How long does pancake batter last?

You can keep your batter for later, too (Credit: Getty)

"You can keep pancake batter in the fridge," Sten advises. "It will last overnight, but it might be less fluffy as a result, so don't leave it too long."

A couple of days is the absolute max you should refrigerate, and expect your end result to be slightly less impressive.

"The fridge is a good option if you have some leftover to avoid waste, but it's obviously better to use it immediately," the expert suggests.

You can actually freeze pancake batter, too, and this allows you to leave them for longer – around 1-2 months.

Like when you refrigerate, they definitely won't be as airy when you reheat them, but if you thaw the liquid properly you'll still get decent pancakes out of them when a little tight for time or fresh ingredients!

Can you reheat pancakes?

Don't tip your leftovers in the bin (Credit: Getty)

"You can reheat pancakes but I wouldn't recommend it," Sten says.

If you make a big stack and don't get through them then don't fear, though – it's better to reheat than chuck 'em away.

"You can pop them in microwave for a minute and they'll be okay to eat again," the Moak founder says. "They won't taste as good but it will work."

Better an average pancake than a pancake in the bin, we say!

What to serve with American-style pancakes

"American pancakes are great as you can put so many different toppings on them, and they work with both sweet and savoury flavours," Sten tells us.

Here are some of the classics he recommends:

Bacon and maple syrup

"Bacon and maple syrup work really well together on top of pancakes. It's sweet and salty," says Sten.

It might sound unusual but it's an American fave for a reason!

Moak add cheese and grilled onions into the mix, too. Don't knock it 'til ya try it.

Humous and maple syrup

"Humous and maple syrup is also really good even though it sounds like a ridiculous combination," Sten says.

"Just like the bacon and maple syrup the flavours just [compliment each other]."

All the fruit

Fruit is always a winner (Credit: Moak Pancakes)
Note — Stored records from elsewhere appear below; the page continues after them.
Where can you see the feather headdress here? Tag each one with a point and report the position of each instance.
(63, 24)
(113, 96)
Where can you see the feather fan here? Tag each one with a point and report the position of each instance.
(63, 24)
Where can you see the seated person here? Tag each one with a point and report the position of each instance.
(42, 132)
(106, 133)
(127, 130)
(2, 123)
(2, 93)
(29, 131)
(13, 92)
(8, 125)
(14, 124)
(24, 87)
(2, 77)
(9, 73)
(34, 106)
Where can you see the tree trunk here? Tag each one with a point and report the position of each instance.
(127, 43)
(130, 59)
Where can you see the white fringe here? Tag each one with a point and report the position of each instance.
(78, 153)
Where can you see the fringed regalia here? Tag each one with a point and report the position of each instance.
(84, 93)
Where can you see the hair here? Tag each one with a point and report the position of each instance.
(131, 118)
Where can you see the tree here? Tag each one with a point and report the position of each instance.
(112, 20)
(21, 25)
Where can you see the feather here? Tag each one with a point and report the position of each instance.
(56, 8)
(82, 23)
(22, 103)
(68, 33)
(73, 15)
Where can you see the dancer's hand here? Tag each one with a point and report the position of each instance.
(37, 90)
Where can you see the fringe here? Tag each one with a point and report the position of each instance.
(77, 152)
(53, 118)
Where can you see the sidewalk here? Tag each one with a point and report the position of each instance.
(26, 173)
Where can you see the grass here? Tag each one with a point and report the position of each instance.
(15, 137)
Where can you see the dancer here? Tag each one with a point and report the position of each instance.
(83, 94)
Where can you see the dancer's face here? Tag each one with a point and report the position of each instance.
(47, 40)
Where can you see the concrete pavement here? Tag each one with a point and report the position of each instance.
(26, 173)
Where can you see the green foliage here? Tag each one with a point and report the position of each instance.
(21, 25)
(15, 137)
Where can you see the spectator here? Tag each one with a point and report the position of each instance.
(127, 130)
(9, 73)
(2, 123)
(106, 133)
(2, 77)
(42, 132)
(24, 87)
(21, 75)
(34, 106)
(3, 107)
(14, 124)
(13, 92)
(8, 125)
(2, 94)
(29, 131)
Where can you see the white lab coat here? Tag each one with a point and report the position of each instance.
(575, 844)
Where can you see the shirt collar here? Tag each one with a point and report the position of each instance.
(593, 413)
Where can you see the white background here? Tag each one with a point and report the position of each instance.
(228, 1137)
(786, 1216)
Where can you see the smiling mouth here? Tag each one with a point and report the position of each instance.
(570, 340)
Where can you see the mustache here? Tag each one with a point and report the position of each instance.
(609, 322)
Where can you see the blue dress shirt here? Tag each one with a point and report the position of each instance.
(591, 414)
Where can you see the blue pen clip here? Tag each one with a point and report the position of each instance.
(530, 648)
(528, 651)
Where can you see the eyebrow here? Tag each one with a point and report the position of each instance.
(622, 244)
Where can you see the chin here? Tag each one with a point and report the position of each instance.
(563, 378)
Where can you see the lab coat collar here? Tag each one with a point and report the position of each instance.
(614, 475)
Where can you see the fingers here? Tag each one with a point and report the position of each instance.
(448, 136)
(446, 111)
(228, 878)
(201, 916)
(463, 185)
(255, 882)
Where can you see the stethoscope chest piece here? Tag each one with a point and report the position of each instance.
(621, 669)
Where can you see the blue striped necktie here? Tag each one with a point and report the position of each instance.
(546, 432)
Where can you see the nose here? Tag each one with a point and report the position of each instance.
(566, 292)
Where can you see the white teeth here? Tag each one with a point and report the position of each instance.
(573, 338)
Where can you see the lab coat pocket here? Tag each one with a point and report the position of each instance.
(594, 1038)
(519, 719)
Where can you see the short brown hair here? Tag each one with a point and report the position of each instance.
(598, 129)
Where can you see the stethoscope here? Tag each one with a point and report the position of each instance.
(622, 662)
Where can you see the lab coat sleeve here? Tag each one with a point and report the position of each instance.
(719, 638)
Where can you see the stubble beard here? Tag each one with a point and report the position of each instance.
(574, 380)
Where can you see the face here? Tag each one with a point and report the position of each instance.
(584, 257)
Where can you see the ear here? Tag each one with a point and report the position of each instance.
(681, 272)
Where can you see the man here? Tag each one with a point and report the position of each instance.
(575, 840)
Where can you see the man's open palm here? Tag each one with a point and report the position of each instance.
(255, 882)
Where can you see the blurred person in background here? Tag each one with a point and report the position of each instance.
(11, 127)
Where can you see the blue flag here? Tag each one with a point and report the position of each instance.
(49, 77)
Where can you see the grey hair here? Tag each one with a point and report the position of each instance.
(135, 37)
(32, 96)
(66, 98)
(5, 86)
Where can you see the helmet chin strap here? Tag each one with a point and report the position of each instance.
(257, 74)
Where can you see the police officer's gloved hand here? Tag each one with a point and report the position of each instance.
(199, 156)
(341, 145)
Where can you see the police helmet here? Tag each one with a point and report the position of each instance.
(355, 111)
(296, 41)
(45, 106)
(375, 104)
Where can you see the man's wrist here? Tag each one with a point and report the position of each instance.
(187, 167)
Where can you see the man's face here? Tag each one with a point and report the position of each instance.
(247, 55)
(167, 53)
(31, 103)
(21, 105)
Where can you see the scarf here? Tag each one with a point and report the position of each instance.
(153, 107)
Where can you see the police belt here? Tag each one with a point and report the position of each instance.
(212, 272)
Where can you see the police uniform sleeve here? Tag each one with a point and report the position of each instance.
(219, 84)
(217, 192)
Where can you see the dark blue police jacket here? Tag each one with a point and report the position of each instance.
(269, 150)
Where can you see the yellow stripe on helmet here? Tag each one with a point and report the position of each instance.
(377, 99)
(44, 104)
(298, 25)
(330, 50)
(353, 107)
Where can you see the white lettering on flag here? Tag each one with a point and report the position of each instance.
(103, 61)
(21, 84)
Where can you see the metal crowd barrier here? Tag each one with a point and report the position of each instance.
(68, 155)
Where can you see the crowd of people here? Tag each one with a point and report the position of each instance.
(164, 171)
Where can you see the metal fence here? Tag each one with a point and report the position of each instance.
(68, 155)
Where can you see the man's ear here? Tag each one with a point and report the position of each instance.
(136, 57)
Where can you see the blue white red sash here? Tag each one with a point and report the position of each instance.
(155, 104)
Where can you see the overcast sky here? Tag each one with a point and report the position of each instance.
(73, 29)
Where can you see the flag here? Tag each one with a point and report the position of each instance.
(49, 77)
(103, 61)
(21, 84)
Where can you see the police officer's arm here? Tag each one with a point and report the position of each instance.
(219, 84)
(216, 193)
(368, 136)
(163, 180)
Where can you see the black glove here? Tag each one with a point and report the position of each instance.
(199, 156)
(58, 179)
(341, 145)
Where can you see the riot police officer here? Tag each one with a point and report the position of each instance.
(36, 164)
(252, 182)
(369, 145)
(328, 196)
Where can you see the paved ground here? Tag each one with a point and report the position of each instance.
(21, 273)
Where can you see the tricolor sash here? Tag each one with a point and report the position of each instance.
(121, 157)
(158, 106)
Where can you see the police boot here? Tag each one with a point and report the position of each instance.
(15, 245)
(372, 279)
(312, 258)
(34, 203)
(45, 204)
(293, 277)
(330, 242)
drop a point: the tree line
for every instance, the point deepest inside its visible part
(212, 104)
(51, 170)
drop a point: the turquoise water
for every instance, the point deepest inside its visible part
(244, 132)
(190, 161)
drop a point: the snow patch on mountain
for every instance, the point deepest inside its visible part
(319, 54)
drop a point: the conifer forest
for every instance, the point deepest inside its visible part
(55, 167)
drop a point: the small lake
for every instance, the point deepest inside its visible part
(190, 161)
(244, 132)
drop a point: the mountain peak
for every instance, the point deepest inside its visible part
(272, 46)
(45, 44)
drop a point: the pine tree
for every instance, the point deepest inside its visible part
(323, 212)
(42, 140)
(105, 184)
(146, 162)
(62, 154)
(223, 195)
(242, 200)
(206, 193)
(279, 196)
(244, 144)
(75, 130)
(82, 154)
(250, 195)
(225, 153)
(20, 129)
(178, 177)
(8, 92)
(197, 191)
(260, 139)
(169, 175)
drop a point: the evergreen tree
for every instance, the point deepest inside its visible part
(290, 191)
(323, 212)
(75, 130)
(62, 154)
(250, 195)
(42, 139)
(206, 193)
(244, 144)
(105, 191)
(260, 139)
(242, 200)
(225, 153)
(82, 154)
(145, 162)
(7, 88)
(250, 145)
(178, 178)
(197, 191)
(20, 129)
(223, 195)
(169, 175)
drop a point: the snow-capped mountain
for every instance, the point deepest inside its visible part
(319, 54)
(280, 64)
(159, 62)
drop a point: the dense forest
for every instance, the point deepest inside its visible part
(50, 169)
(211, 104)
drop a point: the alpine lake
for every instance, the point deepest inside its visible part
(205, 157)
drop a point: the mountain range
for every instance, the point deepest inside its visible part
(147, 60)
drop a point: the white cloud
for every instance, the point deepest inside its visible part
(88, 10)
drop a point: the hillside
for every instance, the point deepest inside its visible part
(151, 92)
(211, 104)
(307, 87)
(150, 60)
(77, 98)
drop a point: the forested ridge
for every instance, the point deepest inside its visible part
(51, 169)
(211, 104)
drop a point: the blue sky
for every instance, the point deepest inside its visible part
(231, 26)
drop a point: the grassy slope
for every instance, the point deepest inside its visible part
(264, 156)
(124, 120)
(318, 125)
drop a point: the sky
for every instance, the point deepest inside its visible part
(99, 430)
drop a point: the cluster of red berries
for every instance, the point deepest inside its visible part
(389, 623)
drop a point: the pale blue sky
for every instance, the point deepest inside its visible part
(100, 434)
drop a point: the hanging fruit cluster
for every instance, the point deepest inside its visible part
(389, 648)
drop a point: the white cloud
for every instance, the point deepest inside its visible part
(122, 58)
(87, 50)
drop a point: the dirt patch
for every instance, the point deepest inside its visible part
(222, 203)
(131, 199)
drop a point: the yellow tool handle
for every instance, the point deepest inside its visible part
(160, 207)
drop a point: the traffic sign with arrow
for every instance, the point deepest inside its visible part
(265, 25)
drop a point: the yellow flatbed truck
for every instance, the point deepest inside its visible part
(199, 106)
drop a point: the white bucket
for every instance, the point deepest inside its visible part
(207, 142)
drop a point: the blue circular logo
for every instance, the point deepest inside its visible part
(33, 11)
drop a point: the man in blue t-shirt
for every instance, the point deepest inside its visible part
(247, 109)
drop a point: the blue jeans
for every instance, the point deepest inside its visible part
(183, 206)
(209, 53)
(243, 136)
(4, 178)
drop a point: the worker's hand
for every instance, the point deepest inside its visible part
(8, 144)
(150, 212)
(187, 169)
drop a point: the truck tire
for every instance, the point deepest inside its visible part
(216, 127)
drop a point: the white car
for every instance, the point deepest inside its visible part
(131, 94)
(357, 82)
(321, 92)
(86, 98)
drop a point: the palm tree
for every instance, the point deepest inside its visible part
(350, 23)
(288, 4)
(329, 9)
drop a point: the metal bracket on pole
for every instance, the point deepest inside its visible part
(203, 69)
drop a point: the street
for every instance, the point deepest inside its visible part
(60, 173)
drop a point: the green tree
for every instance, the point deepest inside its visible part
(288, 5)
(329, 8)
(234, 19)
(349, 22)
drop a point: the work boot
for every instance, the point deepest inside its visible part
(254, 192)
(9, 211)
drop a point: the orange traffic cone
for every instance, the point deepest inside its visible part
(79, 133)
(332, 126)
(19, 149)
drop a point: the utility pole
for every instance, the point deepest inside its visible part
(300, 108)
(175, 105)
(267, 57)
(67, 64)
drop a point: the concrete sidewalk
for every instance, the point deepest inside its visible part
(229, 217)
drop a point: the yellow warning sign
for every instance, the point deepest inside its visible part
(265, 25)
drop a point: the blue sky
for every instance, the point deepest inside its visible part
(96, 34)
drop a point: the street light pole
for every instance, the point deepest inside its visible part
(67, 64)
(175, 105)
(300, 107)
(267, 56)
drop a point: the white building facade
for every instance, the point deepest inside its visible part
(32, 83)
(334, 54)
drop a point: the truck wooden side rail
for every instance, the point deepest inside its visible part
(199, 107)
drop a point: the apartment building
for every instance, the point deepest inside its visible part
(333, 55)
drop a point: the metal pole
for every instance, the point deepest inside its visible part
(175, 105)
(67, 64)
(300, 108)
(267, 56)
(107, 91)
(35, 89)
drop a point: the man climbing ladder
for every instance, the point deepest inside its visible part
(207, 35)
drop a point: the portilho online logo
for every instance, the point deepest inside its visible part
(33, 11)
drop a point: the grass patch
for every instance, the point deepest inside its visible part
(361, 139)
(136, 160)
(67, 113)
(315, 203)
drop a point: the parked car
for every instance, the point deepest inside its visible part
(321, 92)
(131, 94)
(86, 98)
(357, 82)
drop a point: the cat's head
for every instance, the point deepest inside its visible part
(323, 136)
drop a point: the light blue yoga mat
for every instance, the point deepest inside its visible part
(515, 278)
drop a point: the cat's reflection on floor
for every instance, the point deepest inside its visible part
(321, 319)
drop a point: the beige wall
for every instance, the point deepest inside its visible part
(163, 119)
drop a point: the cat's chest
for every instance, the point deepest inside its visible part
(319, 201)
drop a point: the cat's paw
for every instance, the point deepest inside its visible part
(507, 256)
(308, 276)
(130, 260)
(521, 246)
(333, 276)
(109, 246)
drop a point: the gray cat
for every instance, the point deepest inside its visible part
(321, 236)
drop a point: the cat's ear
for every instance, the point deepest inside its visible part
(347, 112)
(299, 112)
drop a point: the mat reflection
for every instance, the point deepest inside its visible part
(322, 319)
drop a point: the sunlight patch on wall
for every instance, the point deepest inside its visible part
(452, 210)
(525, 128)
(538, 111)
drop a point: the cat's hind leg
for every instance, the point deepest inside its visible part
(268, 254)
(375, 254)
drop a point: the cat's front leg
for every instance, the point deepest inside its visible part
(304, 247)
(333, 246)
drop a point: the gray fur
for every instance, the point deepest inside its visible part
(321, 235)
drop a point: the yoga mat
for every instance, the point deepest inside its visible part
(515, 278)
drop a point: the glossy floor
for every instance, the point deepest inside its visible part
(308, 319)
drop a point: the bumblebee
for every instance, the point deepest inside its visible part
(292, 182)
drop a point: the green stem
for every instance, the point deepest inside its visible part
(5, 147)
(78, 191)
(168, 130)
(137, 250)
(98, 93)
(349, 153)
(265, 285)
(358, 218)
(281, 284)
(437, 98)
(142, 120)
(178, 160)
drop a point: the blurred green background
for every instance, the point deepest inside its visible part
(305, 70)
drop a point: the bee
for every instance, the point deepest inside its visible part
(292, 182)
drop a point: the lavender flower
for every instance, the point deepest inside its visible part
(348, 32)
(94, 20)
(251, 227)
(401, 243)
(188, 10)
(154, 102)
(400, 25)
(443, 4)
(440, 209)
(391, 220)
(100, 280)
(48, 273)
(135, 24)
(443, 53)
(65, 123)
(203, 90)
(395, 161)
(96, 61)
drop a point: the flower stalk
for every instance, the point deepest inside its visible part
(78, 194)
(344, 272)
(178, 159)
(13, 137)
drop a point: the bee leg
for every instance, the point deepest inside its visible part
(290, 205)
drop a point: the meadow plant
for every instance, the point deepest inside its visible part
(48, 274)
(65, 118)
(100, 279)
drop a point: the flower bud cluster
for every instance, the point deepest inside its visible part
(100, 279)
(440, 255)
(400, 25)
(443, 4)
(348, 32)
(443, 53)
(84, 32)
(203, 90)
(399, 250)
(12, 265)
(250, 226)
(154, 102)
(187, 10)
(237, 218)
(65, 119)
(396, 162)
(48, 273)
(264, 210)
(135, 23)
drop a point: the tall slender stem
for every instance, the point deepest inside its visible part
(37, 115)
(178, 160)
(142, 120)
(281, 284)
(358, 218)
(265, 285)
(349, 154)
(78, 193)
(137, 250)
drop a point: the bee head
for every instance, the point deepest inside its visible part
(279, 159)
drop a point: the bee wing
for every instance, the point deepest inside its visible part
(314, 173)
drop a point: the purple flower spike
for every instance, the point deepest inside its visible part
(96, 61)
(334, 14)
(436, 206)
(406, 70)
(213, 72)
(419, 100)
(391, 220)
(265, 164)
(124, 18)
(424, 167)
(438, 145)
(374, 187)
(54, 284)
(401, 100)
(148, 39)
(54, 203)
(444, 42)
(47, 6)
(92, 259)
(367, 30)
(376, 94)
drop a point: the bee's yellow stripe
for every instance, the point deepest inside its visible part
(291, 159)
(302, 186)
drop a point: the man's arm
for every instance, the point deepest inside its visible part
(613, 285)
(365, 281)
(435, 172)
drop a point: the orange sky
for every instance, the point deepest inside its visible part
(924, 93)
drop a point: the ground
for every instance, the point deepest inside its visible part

"Typical American pancakes come with blueberries on top," says Sten, but don't stop there!

"We cover ours with banana, strawberries and blueberries, alongside Canadian maple syrup."

Shredded chicken and BBQ sauce

Rich, saucy meat works well on an American pancake, too, as the thicker batter balances the intensity of your topping.

Moak does a pancake with barbecued chicken, avo and creme fraiche. Ooooft.

Greek yoghurt and granola

The crunch of granola works really well on a fluffy pancake too - it's all about texture!

Sten pairs his pancakes with yog, granola, "strawberries, cinnamon and honey."

The combo is fresh, sweet and takes your brekky up a notch.

Smoked salmon and creme fraiche

Smoked salmon and creme fraiche is another winner (Credit: Moak Pancakes)

"One of the pancakes we do comes with salmon, fresh avocado, black pepper, dill and olive oil," Sten says.

"It's really light, smooth and [luxurious], especially on a fluffy pancake."

That should be enough to get ya started - happy Pancake Day one and all!